Trump and Turkish President Recep
Tayyip Erdogan discussed several “bilateral and regional issues,”
according to a readout of the call released by the White House, as well
as simmering tensions and ongoing instability in Libya that have been
condemned by the top United Nations official there.
In
Libya, where a rival regime in the nation's east has attempted a coup
to oust the Tripoli-based government of Prime Minister Fayez Sarraj,
"foreign interference is complicating the situation,” Trump said,
according to the White House.
The offensive has split the
international community: The rival regime led by commander Gen. Khalifa
Haftar has been backed the United Arab Emirates, Egypt, France and
Russia, according to The Associated Press, while Sarraj’s government
receives aid from Turkey, Qatar and Italy.

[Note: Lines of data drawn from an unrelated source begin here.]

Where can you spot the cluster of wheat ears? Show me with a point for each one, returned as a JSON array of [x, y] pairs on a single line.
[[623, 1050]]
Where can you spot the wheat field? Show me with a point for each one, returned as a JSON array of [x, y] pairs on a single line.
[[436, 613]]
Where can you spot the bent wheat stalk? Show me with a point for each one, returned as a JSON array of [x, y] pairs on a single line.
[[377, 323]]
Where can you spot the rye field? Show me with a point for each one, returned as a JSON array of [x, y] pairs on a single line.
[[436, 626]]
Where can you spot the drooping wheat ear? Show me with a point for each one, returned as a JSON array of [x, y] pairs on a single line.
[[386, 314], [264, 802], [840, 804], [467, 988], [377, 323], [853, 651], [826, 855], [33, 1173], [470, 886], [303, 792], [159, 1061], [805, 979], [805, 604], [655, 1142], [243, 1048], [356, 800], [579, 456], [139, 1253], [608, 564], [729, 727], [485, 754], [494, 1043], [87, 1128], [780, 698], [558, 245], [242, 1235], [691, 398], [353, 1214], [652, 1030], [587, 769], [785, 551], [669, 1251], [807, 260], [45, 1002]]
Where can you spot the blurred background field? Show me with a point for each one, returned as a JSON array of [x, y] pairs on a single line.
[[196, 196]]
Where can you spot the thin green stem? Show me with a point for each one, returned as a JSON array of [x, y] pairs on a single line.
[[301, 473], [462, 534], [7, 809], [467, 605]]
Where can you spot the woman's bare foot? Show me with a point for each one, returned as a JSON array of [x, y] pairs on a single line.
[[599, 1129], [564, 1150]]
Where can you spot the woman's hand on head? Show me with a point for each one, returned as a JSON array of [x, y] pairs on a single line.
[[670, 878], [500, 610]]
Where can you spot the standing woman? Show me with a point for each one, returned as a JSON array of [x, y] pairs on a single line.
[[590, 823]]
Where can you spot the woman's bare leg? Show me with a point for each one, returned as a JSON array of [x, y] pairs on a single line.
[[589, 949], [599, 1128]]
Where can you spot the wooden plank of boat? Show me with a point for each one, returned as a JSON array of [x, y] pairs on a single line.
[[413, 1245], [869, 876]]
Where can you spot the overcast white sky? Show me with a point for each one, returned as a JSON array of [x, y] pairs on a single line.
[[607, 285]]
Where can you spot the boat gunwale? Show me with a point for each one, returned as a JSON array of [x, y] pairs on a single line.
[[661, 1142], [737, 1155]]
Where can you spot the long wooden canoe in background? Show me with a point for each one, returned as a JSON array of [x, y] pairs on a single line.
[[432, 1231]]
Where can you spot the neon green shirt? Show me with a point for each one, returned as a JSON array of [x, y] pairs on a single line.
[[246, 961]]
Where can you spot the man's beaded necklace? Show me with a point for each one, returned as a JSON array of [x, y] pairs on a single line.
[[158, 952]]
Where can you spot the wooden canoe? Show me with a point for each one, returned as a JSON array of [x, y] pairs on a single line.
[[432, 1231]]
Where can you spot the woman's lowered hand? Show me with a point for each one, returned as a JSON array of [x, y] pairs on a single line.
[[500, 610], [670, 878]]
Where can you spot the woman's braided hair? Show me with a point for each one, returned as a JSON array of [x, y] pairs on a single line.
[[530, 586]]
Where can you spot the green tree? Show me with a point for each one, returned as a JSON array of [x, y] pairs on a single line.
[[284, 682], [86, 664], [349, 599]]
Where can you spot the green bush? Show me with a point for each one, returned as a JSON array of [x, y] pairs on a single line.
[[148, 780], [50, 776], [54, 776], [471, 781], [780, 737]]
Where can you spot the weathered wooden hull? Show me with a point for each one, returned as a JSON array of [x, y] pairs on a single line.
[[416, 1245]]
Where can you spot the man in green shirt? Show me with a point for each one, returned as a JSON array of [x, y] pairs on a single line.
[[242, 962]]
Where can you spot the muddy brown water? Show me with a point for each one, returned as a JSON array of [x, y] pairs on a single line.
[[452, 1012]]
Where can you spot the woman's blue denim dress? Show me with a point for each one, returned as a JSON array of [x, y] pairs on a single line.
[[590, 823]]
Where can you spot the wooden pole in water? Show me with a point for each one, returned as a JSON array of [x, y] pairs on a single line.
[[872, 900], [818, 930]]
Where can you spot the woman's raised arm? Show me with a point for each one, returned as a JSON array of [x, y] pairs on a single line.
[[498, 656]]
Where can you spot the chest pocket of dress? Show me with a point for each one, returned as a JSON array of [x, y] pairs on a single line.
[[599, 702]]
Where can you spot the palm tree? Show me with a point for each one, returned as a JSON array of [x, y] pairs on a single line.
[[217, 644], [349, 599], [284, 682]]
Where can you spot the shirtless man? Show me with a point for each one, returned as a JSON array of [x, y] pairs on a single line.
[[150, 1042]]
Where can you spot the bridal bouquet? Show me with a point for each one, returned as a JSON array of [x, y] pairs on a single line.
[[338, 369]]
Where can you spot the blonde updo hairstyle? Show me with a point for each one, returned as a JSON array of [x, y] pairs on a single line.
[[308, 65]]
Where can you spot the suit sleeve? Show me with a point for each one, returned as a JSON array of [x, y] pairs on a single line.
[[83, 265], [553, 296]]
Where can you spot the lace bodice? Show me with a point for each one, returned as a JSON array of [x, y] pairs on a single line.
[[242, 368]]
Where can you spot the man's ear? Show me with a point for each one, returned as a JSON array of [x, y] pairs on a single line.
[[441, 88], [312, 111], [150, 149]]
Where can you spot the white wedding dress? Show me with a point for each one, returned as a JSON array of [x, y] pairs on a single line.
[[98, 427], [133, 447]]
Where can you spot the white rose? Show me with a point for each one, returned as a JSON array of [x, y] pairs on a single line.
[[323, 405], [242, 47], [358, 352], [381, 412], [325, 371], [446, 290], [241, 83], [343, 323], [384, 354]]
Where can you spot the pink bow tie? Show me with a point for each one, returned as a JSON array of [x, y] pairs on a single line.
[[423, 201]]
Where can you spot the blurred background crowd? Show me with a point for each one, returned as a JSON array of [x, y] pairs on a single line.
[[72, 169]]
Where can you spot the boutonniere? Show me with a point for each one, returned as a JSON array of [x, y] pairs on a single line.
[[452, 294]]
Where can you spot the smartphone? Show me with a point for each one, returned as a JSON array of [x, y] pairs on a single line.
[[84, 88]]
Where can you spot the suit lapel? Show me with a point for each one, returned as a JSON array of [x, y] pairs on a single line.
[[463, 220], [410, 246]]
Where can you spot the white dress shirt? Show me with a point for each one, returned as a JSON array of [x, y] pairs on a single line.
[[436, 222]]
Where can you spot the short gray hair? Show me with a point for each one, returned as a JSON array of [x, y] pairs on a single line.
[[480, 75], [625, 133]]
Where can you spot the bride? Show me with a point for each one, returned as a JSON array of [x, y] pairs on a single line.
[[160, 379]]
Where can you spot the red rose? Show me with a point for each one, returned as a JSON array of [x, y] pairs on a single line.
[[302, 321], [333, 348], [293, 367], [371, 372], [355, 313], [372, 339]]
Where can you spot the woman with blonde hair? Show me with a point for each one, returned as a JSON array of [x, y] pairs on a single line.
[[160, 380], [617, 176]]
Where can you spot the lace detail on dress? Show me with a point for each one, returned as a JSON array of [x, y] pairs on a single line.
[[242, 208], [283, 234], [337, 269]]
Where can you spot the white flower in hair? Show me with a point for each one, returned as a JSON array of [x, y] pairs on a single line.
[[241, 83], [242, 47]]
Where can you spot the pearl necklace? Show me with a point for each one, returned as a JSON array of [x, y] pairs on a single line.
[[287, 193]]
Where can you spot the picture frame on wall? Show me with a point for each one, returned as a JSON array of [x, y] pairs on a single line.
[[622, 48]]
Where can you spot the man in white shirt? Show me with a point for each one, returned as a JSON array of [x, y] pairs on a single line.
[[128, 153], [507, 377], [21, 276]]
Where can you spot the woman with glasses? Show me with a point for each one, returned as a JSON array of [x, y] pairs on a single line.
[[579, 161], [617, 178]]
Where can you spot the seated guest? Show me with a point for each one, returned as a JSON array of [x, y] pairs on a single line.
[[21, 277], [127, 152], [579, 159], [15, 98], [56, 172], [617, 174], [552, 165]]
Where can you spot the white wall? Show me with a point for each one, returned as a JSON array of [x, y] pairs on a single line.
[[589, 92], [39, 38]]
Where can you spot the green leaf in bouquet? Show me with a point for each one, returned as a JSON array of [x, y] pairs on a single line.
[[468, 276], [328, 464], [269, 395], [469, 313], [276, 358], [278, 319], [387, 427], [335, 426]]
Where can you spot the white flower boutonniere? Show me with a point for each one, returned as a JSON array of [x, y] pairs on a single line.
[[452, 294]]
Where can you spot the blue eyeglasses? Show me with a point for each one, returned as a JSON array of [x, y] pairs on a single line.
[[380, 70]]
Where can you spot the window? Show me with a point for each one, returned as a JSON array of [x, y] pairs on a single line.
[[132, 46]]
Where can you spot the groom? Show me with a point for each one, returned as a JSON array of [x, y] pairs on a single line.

Erdogan and Sarraj recently signed a
deal allowing Ankara to send military experts and personnel to the
volatile region, the AP reported, and some in Turkey have argued that
threats to the Libyan government could "spread instability to Turkey."
Erdogan and Trump also discussed
ongoing violence in Syria’s Idlib province along the Turkish border,
where Syrian leader Bashar Assad’s forces have sought to retake one of
the last rebel strongholds in the country. The weekslong offensive has
sent hundreds of thousands of civilians fleeing north toward Turkey,
prompting Trump to issue a vague warning to Assad via Twitter last week.
“The leaders agreed on the need for
de-escalation in Idlib, Syria, in order to protect civilians,” the White
House readout of Trump and Erdogan's call said.
The White House statement made no
mention of whether the presidents discussed Turkey's campaign against
U.S.-allied Kurds in northern Syria, which Trump paved the way for by
withdrawing U.S. troops from the region this fall. The U.S. president
later condemned the Turkish operation.